The Goal was simple: protect the mother group of companies by stopping this remote group haemorrhaging money.
2. Bringing Opposing Tribes together with Storytelling, Strategy and Tactics on a National Stage.
The success of the No2AV campaign in the 2011 National Referendum on whether to change the United Kingdom's electoral system, was based on a clear understanding and deployment of strategy and tactics and a laser-like focus on execution. We won, and we won BIG at 69-29, because of the clear internal communication and an almost tunnel-vision focus and adherence to our agreed campaign strategy and tactics. Execution counts, PowerPoint slides don't.
The winning strategy was suggested by me to Matthew Elliott me at a fireside meeting at my home in Sussex. No2AV were lagging behind 30/70 against a "fairer votes campaign" - most people told Matthew it was a lost cause. He is from Yorkshire and an outlier in the field of stubborn. To me it was simple numbers. But the politics wasn't simple at all. (I had, and still have somewhere, a cheap and dirty excel sheet calculation summarising my suggested strategy.)
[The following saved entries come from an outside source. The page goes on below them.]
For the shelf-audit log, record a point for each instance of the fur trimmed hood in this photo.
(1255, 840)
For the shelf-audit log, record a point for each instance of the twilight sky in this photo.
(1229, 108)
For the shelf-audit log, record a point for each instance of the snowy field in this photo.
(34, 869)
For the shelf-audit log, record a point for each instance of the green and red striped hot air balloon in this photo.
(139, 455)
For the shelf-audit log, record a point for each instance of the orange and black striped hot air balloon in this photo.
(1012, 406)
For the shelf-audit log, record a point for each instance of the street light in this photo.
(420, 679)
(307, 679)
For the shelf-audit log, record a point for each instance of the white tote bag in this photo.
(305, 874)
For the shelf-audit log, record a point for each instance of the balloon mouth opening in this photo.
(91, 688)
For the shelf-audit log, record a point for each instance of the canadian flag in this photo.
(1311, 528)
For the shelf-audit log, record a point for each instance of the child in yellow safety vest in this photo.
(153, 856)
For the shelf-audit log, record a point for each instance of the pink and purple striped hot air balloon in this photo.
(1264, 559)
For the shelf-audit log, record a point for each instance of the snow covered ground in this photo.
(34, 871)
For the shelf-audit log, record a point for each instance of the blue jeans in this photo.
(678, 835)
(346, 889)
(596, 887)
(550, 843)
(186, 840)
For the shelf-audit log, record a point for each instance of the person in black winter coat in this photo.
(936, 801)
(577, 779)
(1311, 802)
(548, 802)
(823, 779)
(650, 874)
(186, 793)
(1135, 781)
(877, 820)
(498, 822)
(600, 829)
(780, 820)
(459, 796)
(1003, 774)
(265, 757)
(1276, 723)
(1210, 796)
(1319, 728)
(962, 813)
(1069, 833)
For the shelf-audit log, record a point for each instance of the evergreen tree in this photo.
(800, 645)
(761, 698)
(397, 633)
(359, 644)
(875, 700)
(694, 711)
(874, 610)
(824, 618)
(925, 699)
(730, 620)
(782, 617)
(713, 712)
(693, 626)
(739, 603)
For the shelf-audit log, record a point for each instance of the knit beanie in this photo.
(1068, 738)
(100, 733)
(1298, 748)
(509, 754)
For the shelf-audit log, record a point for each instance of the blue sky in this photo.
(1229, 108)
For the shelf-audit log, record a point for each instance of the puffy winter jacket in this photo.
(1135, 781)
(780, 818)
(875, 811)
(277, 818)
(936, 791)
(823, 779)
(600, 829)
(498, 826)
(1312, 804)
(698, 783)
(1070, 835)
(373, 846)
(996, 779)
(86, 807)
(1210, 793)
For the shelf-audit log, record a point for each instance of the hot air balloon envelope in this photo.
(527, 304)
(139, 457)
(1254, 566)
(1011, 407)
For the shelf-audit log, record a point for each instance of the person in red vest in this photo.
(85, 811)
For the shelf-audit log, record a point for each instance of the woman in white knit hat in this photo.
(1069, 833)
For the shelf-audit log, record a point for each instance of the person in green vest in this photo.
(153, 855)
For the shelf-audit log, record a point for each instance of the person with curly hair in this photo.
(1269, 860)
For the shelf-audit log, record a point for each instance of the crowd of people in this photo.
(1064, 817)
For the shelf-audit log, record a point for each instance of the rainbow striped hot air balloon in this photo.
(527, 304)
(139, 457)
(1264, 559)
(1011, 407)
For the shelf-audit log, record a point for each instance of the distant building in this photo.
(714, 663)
No2AV needed to get a significant part of the Labour Party to set aside tribal thinking and join the Conservative Party on this campaign. I was then bluntly told by Matthew Elliott that talking about it wasn't enough, I had to deliver it. My role was to get a majority of the Labour Party to campaign together with the Conservative Party. The Labour Party weren't exactly a fan of Matthew.
I delivered. Instead of the three "likely suspects" that the Conservative Party was expecting, I came back to Matthew with 5 "Big Beast" names - Margaret Beckett, John Reid, John Prescott, David Blanket and Charlie Falconer.
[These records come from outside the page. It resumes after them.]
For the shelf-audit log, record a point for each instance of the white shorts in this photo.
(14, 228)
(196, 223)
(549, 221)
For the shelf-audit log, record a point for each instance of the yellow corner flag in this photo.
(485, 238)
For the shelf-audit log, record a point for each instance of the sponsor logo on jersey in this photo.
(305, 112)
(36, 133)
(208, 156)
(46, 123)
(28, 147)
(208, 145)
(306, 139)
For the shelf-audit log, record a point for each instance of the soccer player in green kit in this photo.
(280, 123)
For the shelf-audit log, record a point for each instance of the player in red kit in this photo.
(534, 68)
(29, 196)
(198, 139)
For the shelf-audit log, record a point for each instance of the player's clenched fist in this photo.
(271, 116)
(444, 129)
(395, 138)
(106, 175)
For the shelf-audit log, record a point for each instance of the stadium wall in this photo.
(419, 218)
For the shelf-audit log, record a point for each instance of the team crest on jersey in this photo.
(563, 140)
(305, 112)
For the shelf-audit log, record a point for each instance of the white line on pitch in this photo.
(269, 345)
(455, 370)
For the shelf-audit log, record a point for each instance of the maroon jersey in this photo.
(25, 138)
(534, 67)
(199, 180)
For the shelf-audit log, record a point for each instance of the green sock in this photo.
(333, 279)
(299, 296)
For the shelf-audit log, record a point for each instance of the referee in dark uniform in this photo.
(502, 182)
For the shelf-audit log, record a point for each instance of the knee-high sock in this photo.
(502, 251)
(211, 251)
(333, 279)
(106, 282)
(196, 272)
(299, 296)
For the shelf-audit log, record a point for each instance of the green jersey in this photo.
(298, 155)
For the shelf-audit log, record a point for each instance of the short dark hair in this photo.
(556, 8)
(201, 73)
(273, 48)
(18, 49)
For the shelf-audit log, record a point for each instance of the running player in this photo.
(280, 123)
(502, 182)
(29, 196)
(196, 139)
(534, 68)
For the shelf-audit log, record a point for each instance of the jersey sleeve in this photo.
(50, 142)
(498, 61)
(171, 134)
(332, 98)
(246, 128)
John Prescott and William Hague agreeing on something.
We won big because we - you - got Labour on board. Your positive appealing personality was crucial to those negotiations. That was your crucial contribution to the campaign.”
Matthew Elliott, Campaign Director No2AV
But, I was only able to deliver that strategy, because Matthew gave me the space to do my job, and we remained stubbornly focused on the strategy. We won because of that extreme strategic leadership focus and clarity and despite very loud and often very agitated noises from (some) donors, supporters and politicians and extensive and biting media criticism. Our campaign could have easily been derailed by the febrile, volatile and reactive hot air of Westminster.
3. Affecting Change with Storytelling, Strategy and Tactics in the Hot Air of Westminster Politics
Our tiny and under-resourced campaign succeeded in putting the evils of Human Trafficking on the Westminster political agenda. We introduced legislation via a private Member's Bill with cross-party support - both these things hardly ever happen. That legislation made Anti-Slavery Day a fixed day in the calendar - a recurring opportunity for country-wide education and awareness. It also ensured dedicated Human Trafficking resources in every police force in the country. If your company website has a statement on Human Trafficking, it is because of that legislation.
"In the last year Peter has helped me raise the national profile of the evils of Human Trafficking and has put in considerable time and effort - including working with me on Christmas Eve and Boxing Day - to ensure the campaign kept its momentum. His experience and skills have been invaluable to me."
Anthony Steen MP
Then I conceived, setup and inaugurated the Human Trafficking Media Awards. All sides of the media were there.
We were able to do all those things, because understanding, focusing on and deploying the three heroes of storytelling, strategy and tactics. We were a team of four.